4. Parkinson’s Disease (PD)
Parkinson’s Disease is thought to be related to Lewy Body Dementia due to their common foundations—protein deposits (named after the researcher “Lewy” who discovered them) in the brain. The difference between PD and LBD is mostly in the order of presentation of symptoms. PD presents first as a movement disorder, due to damage by the disease to the part of the brain that manages movement Parkinson’s disease is more common than previously thought. An estimated 2 percent of adults aged sixty-five and older have this neurological disorder. One of the principal treatments of PD is L-dopa, which is a synthetic drug designed to increase the amount of dopamine in the brain, which results in better movement. Sadly, a common side effect of increasing dopamine is hallucinations, for which doctors often prescribe the neuroleptics that are very dangerous to LBD and PD patients. Knowing the diagnosis of PD or LBD can help families work with their physicians and care facilities to prevent possible dangerous side effects.
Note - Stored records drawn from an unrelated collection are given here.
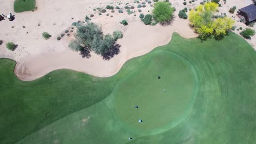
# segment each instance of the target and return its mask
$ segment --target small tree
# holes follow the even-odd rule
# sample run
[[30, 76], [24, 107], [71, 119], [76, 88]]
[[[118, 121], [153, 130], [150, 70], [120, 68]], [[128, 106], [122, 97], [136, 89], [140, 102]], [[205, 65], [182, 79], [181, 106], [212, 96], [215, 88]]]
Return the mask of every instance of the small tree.
[[51, 35], [49, 34], [47, 32], [43, 32], [43, 33], [42, 34], [42, 36], [43, 38], [44, 38], [45, 39], [49, 39], [51, 38]]
[[124, 25], [124, 26], [126, 26], [128, 25], [128, 22], [126, 20], [123, 20], [121, 22], [120, 22], [120, 23]]
[[173, 17], [173, 11], [168, 3], [159, 2], [154, 5], [153, 17], [160, 23], [168, 22]]
[[151, 25], [151, 23], [152, 23], [152, 15], [150, 14], [147, 14], [141, 20], [144, 22], [144, 24], [146, 25]]
[[120, 31], [115, 31], [113, 32], [113, 36], [115, 40], [123, 38], [123, 33]]
[[246, 29], [240, 32], [240, 34], [246, 39], [251, 39], [251, 36], [255, 35], [255, 31], [252, 29], [247, 28]]
[[8, 49], [9, 50], [14, 51], [16, 47], [16, 45], [14, 44], [14, 43], [13, 43], [13, 42], [9, 42], [7, 44], [6, 44], [6, 47], [7, 47], [7, 49]]
[[178, 16], [179, 18], [184, 19], [188, 19], [188, 15], [186, 14], [186, 13], [184, 12], [182, 10], [179, 10]]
5. Fronto-Temporal Dementia (FTD)
FTD results from degeneration of the frontal lobes (responsible for reasoning, decision making, impulse control, and some emotion regulation), and the temporal lobes (responsible for language and some aspects of memory). FTD comes in three forms:
• Behavioral – with symptoms of personality changes and impulse control and sometimes violent outbursts.
• Semantic – symptoms include loss of verbal memory and understanding.
• Progressive non-fluent aphasia – changes in the ability to speak, read, write and understand what others are saying.
All dementias are heartbreaking and difficult for patients and families to go through, but FTD is particularly difficult to deal with because of some of the symptoms. It is very important to know this diagnosis so family members can prepare for caregiving needs and educate themselves on what to expect and ways to cope.
Family members need to become strong advocates for their loved one with dementia. Insisting on a thorough evaluation by qualified professionals is the first step in their long journey. Once a probable diagnosis is made, medical professionals can provide families with education on the type of dementia, common symptoms, methods of coping with changes, and long-term planning. Even something as simple as explaining to a family member that hallucinations are common with LBD patients can serve to dramatically reduce anxiety and give caregivers peace of mind. Each form of dementia has local advocacy groups that can provide support, education and referral to professionals with experience in treating their specific form of dementia.